Höne, unterstützt von Zyon Braun, dem Landesvorsitzenden der brandenburgischen FDP, präsentiert sich als Kandidat des Wandels. Braun bezeichnete ihn als "frisches Gesicht mit solider parlamentarischer Erfahrung". Hönes Wahlkampf konzentriert sich darauf, das Vertrauen in die Partei wiederherzustellen und vergangene Rückschläge hinter sich zu lassen.

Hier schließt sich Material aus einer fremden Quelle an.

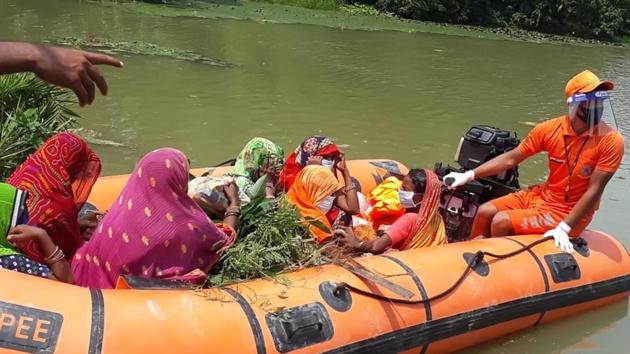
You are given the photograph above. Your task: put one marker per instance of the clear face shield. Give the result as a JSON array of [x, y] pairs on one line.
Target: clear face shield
[[592, 111]]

Die Bestrebungen nach Erneuerung beschränken sich jedoch nicht auf die Personalfrage. Hans-Ulrich Rülke, Mitglied im FDP-Bundesvorstand, fordert einen klaren Bruch mit der bisherigen Bundespolitik der Partei. Er schlug sogar vor, den Parteinamen als symbolischen Schritt zu überdenken. Ähnliche Diskussionen gab es bereits 2013, nachdem die FDP den Wiedereinzug in den Bundestag verpasst hatte – damals wurden jedoch keine konkreten Änderungen umgesetzt.
Auf dem anstehenden Parteitag wird sich zeigen, ob die FDP Hönes Vision folgt. Seine Herausforderung an Dürr spiegelt die grundsätzliche Debatte über die Identität und künftige Ausrichtung der Liberalen wider.
Die Abstimmung Ende Mai wird über die nächsten Schritte der FDP entscheiden. Sollte Höne gewählt werden, plant er einen Neuanfang für die Partei. Unterdessen deuten Vorschläge wie eine Namensänderung auf tiefgreifendere Bemühungen hin, das Image der Partei nach Jahren der Krise grundlegend zu erneuern.